Up until now, my infinite goodness has prevailed. But the time has come to extinguish them, men. Humans. As I did with dinosaurs, with mammoths, each time sweeping a goodly number of creatures off the planet. And I have no regrets. After a while you can get fed up with a species, like everything else. You want to see new faces, you need fresh air. Not to mention the fact that (wo)men are wiping out a stratospheric number of plants and animals at an ever-crazier rate. Extinguishing them will be a genuine ecological good deed. If you think about it, they are merely a single species among ten million in the animal kingdom (I disregard their unreliable estimates). The difference between 9,999,999 and 10 million changes little, I think you’ll agree. Very soon now, perhaps even as I write the final syllable of this fatal diary, I’ll pull the switch, and they’ll get what they deserve.

Yes, it will be some time before all the traces of their misdeeds disappear, but it’s important to begin. The rivers will begin to run where they desire to run, properly flooding the plains. Highways and cities will disappear under a tangle of vegetation. First moss and lichens will spread, then grasses, then mighty oaks. Trees will no longer fear being lopped off at the base, or even pruned; they’ll tower undisturbed again. In short, I trust in the vegetable world to repair things. At the most I might spread a little fertilizer—organic, of course; we’ve had enough chemistry. The skyscrapers will begin to lean like the Leaning Tower of Pisa (Pizza?), then they’ll all topple over like bowling pins. Farewell paved parking lots, high-tension lines, shopping centers, airports: the forests will rule everywhere. Above all, no more churches, those dangerous dens of hypocrisy. I can’t wait to be free of them again.

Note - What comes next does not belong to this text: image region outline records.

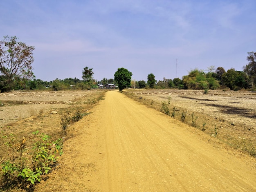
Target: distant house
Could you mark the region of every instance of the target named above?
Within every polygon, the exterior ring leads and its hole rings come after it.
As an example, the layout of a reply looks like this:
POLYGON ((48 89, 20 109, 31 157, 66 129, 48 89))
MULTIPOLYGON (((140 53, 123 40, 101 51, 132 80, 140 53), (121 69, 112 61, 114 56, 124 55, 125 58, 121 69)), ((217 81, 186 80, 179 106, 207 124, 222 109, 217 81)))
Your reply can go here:
POLYGON ((107 89, 115 89, 115 88, 117 87, 117 86, 111 83, 108 83, 106 85, 105 87, 107 89))
POLYGON ((103 88, 104 88, 104 85, 103 85, 98 84, 98 86, 99 87, 99 88, 100 88, 101 89, 103 89, 103 88))

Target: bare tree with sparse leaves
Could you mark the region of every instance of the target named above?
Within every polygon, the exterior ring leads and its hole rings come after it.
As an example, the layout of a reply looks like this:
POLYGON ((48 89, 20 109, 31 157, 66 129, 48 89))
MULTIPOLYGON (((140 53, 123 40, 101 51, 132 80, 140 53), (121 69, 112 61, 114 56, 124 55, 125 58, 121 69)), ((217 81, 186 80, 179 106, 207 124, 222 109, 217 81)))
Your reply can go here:
POLYGON ((13 88, 15 78, 34 78, 32 63, 34 47, 17 41, 15 36, 4 36, 0 41, 0 89, 2 92, 13 88))

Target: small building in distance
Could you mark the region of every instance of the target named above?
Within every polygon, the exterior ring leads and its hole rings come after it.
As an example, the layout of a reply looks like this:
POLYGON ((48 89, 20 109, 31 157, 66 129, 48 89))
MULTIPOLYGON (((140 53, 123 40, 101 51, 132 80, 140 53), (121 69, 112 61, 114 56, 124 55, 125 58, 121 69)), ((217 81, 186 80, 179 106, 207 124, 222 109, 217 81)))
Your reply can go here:
POLYGON ((107 89, 115 89, 116 88, 118 87, 117 86, 116 86, 112 83, 106 84, 105 85, 105 87, 107 89))
POLYGON ((98 84, 98 86, 99 88, 100 89, 103 89, 104 88, 104 85, 103 85, 98 84))

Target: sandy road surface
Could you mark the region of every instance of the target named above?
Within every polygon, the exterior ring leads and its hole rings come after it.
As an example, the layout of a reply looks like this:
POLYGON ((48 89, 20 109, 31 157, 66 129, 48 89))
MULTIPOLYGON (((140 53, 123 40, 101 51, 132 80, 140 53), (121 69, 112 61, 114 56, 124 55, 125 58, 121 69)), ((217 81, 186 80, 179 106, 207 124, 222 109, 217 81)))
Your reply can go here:
POLYGON ((92 111, 45 191, 256 191, 253 164, 193 127, 116 91, 92 111))

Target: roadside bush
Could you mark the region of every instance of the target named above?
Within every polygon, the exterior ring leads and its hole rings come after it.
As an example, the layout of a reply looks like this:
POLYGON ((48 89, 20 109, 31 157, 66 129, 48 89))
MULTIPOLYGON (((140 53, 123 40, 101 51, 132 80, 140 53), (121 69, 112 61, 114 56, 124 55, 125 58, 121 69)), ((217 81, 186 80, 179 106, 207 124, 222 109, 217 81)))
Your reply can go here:
POLYGON ((162 102, 161 111, 166 115, 170 115, 169 105, 165 101, 162 102))
POLYGON ((89 114, 88 113, 83 113, 80 110, 77 109, 74 112, 67 112, 61 114, 61 125, 62 130, 66 131, 68 126, 72 123, 79 121, 84 116, 89 114))
POLYGON ((33 188, 62 154, 61 139, 52 141, 50 136, 38 131, 33 134, 34 137, 19 140, 13 134, 1 133, 0 143, 3 145, 1 148, 4 151, 1 156, 3 189, 33 188), (34 144, 29 145, 29 142, 34 144))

How peaceful it will be without (wo)men; I can already taste the deep serenity. No more airplanes deafening the atmosphere—and covering the sky with those unsightly trails—no more smelly industries and exhaust pipes, no more carloads of carbon dioxide. Fish will be free to tear around the sea without fear of ending up in a can, or as fish meal in a pigpen. Birds will fly where they wish, cows will stop producing that poor-quality milk and slowly relearn how to be less tame. Dogs will shed that intolerable servile air, cats will scratch and hiss again. Free competition among the species will be re-established, minus those tricks and cheap shots human beings have always imposed to their own advantage.